Rebecca Thorman's blog post about how social media doesn't create a new generation of leaders remains embedded in my mind as prophetic beacon of how all of this online networking may not be getting us as far along as we'd like. Two magazines I've recently read prove she's right.

In last month's Wired Magazine, Tim Harford explains why new technological tools, which intend to eliminate the importance of geography when it comes to collaboration, actually do just the opposite. As wonderful as email and wall posting are, it doesn't decrease our need for human interaction. Harford writes:

Business is more innovative, and its processes more complex. That demands tacit knowledge, collaboration, and trust – all things that seem to follow best from person-to-person meetings.

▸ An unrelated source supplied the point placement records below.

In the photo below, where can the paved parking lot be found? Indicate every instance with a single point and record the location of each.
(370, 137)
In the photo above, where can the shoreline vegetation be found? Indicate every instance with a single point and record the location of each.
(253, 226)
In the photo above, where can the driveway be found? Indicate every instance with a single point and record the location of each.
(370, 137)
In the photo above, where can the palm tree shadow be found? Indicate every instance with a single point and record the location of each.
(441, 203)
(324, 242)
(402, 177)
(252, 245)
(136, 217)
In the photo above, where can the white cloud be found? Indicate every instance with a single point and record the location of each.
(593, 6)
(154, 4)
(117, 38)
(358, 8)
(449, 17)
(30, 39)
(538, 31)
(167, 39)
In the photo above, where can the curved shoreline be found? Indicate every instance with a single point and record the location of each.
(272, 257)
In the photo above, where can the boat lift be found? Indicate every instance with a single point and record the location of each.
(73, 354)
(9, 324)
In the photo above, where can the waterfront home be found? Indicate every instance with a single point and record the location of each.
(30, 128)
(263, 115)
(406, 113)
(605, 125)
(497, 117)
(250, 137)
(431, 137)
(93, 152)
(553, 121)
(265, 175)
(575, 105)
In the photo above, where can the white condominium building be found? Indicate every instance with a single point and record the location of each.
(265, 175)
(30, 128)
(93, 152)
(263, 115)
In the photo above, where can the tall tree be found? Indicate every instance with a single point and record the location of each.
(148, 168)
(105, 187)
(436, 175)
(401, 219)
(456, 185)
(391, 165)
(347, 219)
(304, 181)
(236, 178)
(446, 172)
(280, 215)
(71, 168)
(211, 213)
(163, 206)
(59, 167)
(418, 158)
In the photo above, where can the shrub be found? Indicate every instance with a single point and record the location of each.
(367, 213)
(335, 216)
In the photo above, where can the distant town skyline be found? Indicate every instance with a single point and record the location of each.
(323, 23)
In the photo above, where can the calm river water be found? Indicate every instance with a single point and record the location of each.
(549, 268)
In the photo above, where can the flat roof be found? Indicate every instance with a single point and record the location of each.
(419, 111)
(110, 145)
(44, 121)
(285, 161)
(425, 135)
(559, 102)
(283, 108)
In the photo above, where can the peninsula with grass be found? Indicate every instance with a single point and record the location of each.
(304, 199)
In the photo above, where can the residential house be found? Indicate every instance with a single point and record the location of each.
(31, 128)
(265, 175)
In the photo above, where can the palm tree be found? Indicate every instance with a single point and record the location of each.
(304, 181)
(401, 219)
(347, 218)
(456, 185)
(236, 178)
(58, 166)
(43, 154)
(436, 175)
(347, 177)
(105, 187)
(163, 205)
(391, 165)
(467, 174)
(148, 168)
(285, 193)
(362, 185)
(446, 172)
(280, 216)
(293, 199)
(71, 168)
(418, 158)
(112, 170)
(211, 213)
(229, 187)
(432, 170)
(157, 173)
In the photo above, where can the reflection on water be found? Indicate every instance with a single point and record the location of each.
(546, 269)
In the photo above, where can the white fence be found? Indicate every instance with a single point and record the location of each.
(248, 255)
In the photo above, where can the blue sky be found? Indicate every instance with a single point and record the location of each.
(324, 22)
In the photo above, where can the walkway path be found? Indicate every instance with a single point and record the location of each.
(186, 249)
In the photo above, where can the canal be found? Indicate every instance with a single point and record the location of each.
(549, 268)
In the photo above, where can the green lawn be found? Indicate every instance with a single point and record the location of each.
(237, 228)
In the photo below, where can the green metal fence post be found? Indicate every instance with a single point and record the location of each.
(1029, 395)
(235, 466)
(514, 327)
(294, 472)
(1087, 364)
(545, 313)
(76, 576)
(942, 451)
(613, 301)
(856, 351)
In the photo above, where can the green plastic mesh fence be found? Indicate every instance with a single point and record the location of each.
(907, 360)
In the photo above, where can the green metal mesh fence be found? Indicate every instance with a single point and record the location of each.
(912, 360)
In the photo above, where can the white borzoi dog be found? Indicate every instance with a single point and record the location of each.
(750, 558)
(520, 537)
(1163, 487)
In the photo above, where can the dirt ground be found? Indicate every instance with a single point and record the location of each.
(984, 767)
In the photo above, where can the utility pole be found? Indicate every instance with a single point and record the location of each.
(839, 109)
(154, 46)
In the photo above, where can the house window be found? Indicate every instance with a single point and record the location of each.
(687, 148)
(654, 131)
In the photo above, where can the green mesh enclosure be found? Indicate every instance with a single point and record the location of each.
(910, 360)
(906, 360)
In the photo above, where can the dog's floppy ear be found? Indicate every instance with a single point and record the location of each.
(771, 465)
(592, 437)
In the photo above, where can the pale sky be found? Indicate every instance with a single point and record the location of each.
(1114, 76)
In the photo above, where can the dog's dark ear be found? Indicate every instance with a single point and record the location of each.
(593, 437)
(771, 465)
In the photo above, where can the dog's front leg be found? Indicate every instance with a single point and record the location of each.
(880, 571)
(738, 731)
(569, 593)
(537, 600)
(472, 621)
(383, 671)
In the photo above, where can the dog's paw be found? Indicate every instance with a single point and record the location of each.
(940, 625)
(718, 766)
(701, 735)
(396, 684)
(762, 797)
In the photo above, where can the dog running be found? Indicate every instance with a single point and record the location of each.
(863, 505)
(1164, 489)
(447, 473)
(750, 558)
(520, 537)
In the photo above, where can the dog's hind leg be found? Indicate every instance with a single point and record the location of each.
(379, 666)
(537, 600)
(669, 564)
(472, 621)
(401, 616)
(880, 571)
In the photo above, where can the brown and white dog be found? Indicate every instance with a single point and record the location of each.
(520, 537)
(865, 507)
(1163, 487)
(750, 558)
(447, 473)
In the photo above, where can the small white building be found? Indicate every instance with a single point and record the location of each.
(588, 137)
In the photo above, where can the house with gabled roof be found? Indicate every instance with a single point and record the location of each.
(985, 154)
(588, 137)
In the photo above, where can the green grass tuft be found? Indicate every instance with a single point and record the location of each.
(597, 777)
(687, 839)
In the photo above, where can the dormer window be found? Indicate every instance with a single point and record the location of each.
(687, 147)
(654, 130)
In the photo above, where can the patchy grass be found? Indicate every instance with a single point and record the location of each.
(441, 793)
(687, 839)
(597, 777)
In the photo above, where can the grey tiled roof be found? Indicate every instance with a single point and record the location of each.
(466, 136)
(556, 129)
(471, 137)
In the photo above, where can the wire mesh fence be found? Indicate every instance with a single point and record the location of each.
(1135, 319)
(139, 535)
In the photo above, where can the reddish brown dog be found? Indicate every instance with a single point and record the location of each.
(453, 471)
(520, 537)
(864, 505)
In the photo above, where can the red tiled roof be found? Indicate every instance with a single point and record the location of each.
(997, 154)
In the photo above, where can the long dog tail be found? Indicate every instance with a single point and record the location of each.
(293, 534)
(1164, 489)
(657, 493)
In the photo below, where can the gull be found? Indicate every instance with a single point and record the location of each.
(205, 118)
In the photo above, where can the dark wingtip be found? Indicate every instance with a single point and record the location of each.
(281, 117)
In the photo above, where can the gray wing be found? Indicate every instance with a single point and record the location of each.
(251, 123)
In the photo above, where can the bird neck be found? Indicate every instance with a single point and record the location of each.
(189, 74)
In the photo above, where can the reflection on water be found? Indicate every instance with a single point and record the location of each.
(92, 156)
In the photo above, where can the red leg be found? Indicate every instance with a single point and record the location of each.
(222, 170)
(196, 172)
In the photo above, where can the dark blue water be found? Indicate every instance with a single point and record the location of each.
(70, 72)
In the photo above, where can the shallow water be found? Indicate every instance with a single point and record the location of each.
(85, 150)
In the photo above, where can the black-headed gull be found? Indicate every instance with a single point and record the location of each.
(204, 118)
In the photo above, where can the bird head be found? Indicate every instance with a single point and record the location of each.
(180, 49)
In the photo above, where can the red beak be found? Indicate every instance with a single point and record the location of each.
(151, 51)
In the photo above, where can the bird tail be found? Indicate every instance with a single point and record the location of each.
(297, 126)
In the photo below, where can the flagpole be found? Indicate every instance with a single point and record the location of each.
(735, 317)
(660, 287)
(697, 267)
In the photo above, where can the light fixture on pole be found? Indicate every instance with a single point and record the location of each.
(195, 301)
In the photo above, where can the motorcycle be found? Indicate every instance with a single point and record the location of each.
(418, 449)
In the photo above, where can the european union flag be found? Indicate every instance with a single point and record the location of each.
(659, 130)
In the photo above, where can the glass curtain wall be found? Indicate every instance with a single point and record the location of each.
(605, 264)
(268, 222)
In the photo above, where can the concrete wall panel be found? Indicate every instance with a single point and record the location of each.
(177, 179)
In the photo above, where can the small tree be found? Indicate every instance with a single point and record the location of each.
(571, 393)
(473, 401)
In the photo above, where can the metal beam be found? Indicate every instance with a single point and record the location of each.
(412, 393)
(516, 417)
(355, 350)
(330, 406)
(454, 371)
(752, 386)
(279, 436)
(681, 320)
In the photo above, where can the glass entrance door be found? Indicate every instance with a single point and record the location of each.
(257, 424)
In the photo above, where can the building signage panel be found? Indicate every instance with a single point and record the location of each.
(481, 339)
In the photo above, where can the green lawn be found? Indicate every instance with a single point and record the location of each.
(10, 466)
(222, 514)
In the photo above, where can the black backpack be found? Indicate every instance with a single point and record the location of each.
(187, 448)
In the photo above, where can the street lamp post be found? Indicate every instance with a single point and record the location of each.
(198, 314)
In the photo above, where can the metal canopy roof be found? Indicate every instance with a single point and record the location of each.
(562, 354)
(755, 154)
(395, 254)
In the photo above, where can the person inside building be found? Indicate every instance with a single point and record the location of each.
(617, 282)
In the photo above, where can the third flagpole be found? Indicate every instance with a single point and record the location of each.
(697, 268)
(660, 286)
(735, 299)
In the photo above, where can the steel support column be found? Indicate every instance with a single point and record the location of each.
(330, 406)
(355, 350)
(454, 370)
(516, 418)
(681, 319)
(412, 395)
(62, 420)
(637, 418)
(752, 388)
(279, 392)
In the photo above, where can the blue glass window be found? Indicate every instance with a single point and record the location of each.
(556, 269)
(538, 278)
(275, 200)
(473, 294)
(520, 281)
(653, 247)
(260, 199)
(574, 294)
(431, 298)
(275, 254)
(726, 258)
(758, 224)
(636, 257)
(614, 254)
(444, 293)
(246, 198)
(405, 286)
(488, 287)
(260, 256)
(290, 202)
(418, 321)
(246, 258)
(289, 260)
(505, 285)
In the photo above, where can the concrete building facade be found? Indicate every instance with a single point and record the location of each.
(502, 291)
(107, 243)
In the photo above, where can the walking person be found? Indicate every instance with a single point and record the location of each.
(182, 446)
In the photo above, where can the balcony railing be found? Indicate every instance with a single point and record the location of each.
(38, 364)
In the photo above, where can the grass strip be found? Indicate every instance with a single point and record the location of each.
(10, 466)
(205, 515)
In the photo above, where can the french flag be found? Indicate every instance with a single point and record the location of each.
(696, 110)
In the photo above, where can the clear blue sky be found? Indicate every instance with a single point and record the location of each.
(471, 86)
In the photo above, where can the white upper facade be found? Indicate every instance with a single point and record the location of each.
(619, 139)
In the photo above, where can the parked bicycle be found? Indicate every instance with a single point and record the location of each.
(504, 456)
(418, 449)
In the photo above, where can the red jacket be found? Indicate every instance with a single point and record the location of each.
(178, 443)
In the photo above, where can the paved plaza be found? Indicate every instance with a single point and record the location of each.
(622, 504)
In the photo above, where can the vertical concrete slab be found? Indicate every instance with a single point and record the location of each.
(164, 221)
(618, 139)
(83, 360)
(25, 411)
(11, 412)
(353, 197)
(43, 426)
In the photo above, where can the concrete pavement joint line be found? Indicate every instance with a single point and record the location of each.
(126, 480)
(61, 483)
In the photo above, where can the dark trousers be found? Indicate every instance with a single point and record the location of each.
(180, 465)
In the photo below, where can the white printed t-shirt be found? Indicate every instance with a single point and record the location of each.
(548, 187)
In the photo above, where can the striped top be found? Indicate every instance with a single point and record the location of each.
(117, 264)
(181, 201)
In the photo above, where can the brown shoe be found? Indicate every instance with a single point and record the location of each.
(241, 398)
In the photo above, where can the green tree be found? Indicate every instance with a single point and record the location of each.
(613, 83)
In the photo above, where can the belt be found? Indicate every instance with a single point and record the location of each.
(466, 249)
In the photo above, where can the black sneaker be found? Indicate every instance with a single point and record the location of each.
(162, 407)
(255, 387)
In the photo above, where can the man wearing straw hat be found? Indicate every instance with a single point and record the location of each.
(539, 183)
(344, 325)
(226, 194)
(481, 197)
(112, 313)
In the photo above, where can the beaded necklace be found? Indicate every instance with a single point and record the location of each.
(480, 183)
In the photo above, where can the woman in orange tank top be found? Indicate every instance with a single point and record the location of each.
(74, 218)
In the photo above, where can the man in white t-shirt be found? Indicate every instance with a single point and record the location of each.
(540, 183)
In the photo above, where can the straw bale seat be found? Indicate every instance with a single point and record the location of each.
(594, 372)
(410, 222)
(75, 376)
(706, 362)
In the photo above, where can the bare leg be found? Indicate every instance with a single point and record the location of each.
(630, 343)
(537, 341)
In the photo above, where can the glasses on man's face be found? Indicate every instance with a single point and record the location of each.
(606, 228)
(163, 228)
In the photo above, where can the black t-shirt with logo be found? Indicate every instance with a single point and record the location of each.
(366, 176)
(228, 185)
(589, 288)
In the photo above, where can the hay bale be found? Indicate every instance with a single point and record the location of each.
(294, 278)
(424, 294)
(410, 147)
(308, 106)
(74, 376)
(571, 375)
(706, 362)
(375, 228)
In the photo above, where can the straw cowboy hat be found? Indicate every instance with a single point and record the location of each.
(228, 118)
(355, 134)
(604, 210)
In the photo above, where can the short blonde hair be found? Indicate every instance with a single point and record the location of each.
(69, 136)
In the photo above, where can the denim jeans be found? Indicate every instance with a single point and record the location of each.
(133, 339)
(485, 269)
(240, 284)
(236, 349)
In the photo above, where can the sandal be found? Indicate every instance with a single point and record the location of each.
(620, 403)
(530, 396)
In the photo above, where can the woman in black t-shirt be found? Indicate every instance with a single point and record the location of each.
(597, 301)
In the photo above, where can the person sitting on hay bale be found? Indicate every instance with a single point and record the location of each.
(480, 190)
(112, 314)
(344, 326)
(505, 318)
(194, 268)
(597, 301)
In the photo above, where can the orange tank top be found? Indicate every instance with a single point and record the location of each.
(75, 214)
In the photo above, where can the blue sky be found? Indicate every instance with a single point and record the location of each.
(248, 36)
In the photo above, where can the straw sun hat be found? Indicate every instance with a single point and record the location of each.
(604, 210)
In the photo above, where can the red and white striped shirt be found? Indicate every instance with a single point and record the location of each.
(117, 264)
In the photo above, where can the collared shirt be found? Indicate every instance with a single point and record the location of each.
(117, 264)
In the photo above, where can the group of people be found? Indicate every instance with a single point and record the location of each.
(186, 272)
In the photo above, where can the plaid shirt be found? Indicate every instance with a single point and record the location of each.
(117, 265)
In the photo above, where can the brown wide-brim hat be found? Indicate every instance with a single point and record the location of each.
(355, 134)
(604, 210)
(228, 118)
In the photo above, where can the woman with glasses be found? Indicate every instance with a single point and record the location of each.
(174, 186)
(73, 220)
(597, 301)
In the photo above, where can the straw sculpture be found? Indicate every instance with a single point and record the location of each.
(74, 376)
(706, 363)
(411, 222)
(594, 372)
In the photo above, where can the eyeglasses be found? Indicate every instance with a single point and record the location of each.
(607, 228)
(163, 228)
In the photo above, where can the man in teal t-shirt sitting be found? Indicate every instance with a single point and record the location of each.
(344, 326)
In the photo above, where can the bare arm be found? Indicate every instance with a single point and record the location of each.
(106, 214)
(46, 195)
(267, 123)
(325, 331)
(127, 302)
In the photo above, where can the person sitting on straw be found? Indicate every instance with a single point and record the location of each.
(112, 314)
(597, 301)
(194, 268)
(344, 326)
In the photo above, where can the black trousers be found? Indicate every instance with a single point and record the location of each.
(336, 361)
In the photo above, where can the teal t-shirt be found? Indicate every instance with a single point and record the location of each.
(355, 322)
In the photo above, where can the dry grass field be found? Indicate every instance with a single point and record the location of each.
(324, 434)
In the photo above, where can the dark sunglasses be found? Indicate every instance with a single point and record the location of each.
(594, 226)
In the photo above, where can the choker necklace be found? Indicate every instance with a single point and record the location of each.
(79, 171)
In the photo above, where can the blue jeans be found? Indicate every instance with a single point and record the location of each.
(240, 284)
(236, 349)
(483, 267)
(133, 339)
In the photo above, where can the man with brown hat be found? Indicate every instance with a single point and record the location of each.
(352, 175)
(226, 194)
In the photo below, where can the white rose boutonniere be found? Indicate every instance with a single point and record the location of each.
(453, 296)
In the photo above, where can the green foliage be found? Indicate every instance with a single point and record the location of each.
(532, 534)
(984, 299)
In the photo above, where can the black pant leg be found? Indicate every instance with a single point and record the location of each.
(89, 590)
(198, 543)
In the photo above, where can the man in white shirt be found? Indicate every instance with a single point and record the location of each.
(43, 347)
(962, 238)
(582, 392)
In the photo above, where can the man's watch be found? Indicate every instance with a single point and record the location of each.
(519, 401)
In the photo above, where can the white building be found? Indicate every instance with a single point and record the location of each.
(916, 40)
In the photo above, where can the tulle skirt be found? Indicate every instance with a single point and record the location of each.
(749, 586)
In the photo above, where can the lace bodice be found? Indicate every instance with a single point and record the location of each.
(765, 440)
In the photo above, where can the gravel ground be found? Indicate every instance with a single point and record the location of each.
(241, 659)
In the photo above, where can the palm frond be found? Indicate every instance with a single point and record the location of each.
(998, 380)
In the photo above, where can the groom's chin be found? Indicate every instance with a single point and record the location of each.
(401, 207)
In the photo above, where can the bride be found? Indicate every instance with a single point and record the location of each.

In other words, if you're going to do work, you may need to meet people in person. As Harford correctly points out, business travel isn't dying out, and air travel is at record highs.

Likewise, two items of note jump out in this month's Fast Company (which is the best magazine you could be reading if you want to know anything about anything). We'll start at the end.

Rob Walker's back page column points out how online marketing may not live up to the hype. Even with Facebook's Beacon advertising and marketing program, a targeted market may be elusive. Sure, lots of folks are sharing information on their profile, but perhaps they're omitting what it is they really need, thus leaving advertisers in the lurch. And that's if you’re lucky; some folks might lie on their profile outright.

Secondly, an excerpt from Richard Florida's new book is a perfect compliment to Harford's article, in that he also highlights the importance of geography in today's global economy. He departs from Thomas Friedman's groundbreaking theory that the world is flat and instead suggests a spiky world, where peaks of innovation are cropping up in selected areas. Even if similar types of folks link themselves digitally by being 'friends,' Florida points out the importance of linking via geographical proximity:

Geographic concentration encourages innovation because ideas flow more freely, are honed more sharply, and can be put into practice more quickly when innovators, implementers and financial backers are in constant contact. Creative people cluster not simply because they like to be around one another or prefer cosmopolitan centers with lots of amenities (though both things tend to be true). They cluster because density brings such powerful productivity advantages, economies of scale, and knowledge spillovers.

So perhaps all of this technological innovation isn't taking us as far as we think it is. Maybe it's just a better way to play Scrabble.

As someone who runs a digital property, I'm constantly looking for what all this means for CoolPeopleCare and our mission to enable people to change the world. Yeah – we've got the Facebook fan page, we've got the MySpace profile, we Twitter and we blog. But why do we do all this, especially when we believe in the power of the offline community so much and that change happens best face to face?

Because we have to be where people are. And people now gather online. Even if the ultimate action we're soliciting is one of offline, real world, or analog behavior, the doorway into people's minds is a digital one.

So by all means use social media and use it well – but don't expect it to save the world in an instant. Countless individuals are finding that social networks could lead to social fragmenting. Rebecca's found that social networks don't create new leaders. Even if there is a digital doorway, the pathway to change has to still be traversed with two very real feet.